Anyway - back to Honda's. How difficult is it to do the 1132 to 1128 swap? Are all the pulleys and everything else the same? I did look into the 724 swap and I'm sure its doable but most of the parts have different numbers so I'm not 100% confident in that.


----------



## orangputeh (Nov 24, 2016)

2muchsnow said:


> You don't have to worry about that this year, or for the next few most likely. Unless Brady or Belichick retire.
> 
> Anyway - back to Honda's. How difficult is it to do the 1132 to 1128 swap? Are all the pulleys and everything else the same? I did look into the 724 swap and I'm sure its doable but most of the parts have different numbers so I'm not 100% confident in that.
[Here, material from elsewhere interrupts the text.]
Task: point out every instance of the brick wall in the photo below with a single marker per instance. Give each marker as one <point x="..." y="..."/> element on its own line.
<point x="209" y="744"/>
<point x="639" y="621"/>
the 1132 to 1128 is a simple straight swap.

i have not looked into the 828 to 724 swap yet. probably never will as have a bunch of old 80's which is basically the same thing except it has the friction disk drive instead of hydro-static..
Someone here did it ,I'm sure. 

this wheeled 624 is a beast for some reason. have been using it for 8-9 seasons and it is on par as any 828-928 I have used. big bucket and great throwing power.

must have gotten lucky.


----------



## SkunkyLawnmowers (Oct 18, 2018)

@orangputeh

Hi, I have to ask, if you don't mind, exactly how (to the nearest 100  ) many snowblowers do you have?!


----------



## orangputeh (Nov 24, 2016)

SkunkyLawnmowers said:


> @orangputeh
> 
> Hi, I have to ask, if you don't mind, exactly how (to the nearest 100  ) many snowblowers do you have?!


117 but don't tell the wife. most of them i snuck into back yard and under tarps....................kidding......maybe.....ask my neighbors


----------



## SkunkyLawnmowers (Oct 18, 2018)

I just spoke to her. She said you told her all those odd shapes under the tarps were buggies / pushchairs / strollers you were collecting for needy families.......

I think you're in trouble. 

Again.


----------